That’s the real treasure of Princess Jellyfish. Tsukimi is an “ugly” girl who truly struggles with this throughout the series and she always vocalizes her feelings about her new identity as a “pretty” girl and her more comfortable identity as a not-conventionally attractive Amar. Ultimately, she finds confidence somewhere in the middle.
I think this is vastly different from seeing other anime girls struggle with their weight or attractiveness. Just about every female character in every anime ever is at some point concerned about her weight, her boobs, or her face, but what we the audience see is just another cute anime girl with unrealistic looks/proportions anyway. This doesn’t diminish the experience of conventionally attractive girls who struggle with these issues because that is certainly very real, but it still presents a narrow experience. Tsukimi is cute, but she’s also expressly designed and written as someone who looks more like an average person than most other anime girls.

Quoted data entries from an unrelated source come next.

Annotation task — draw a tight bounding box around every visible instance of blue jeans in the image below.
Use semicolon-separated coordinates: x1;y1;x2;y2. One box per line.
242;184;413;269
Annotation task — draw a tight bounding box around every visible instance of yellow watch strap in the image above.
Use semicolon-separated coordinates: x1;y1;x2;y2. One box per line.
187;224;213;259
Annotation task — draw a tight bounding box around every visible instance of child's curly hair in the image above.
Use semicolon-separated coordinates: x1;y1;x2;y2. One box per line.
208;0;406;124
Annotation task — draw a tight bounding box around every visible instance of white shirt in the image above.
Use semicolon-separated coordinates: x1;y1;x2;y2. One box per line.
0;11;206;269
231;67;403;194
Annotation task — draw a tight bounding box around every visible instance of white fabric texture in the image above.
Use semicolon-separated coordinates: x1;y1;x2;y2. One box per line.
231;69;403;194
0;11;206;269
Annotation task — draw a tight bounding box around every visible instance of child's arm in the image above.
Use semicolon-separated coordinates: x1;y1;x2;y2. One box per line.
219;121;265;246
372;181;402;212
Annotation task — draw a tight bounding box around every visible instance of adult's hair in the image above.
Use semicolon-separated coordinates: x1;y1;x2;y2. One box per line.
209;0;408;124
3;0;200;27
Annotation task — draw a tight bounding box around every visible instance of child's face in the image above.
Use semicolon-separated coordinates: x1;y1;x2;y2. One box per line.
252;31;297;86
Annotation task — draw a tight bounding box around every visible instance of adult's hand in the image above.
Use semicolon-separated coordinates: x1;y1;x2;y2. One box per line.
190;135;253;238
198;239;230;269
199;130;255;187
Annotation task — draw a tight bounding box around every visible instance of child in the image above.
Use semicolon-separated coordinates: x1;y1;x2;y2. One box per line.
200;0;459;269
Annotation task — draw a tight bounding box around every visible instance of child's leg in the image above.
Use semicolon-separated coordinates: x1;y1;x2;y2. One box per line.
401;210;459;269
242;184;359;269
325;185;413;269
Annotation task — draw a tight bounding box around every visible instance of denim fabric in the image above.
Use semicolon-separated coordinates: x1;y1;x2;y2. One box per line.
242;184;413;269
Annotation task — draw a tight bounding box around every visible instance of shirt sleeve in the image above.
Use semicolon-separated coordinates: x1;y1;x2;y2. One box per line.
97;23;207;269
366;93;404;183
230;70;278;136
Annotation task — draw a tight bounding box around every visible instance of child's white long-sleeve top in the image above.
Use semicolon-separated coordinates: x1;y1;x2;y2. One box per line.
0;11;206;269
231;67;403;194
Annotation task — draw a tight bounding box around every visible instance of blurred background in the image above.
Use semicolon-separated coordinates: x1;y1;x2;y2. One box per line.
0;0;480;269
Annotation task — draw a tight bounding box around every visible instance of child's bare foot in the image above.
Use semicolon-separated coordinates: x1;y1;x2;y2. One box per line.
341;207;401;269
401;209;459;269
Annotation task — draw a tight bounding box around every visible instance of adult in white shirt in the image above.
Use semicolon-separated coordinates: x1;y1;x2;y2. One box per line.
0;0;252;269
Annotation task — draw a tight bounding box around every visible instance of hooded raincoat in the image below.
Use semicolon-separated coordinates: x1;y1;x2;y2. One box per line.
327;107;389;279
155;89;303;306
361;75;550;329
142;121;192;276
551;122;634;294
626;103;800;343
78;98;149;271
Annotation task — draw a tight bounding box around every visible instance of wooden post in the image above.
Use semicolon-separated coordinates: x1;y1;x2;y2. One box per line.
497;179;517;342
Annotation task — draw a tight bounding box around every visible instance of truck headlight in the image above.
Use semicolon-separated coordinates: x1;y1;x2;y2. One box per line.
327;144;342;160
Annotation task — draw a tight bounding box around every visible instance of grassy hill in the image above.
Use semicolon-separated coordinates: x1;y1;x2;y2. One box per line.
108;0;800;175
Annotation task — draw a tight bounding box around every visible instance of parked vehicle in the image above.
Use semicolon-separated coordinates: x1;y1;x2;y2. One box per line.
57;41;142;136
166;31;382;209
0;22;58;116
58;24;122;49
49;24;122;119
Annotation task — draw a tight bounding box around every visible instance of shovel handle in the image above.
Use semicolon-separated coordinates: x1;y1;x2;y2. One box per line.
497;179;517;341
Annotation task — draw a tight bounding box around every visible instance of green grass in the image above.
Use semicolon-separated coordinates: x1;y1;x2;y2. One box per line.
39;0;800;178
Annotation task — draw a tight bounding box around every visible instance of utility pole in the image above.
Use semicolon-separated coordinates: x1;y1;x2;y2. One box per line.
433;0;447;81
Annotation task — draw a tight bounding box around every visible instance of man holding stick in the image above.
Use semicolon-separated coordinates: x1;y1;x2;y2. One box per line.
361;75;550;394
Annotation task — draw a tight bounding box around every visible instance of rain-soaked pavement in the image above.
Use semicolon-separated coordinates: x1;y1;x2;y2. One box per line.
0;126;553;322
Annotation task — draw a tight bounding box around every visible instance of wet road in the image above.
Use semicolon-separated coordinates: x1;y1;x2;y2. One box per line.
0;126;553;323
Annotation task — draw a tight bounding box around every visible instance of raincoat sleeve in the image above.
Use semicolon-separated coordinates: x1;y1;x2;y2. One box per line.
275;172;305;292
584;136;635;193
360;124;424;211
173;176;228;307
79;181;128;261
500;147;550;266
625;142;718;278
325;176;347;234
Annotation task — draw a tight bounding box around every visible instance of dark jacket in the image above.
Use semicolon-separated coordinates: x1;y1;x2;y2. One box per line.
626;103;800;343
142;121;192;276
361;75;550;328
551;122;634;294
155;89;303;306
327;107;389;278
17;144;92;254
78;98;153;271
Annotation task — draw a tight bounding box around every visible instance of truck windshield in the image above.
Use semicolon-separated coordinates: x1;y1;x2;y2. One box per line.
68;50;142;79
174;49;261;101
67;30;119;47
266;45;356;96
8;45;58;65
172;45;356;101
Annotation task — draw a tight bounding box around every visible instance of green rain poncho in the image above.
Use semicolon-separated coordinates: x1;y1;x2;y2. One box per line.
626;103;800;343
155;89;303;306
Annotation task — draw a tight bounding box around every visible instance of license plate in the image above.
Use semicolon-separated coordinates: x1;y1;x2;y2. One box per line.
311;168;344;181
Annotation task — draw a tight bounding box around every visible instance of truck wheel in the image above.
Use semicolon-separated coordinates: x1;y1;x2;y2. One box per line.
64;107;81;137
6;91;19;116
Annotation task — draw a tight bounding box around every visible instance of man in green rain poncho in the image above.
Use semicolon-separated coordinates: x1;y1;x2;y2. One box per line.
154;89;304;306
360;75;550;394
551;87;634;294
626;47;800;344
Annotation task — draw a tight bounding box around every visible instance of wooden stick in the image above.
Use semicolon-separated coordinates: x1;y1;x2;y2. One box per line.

The story doesn’t end with everyone suddenly changing or feeling totally different about themselves either. That’s partially because the manga continues well beyond the anime, but it’s also because it’s simply a more realistic way of writing this type of story. Feeling comfortable in your own skin is an ongoing challenge that can involve a lot of other parts of a person’s identity. Princess Jellyfish is a series that, in a sense, encourages us to vocalize that struggle and it does that through characters who actually look more like real people.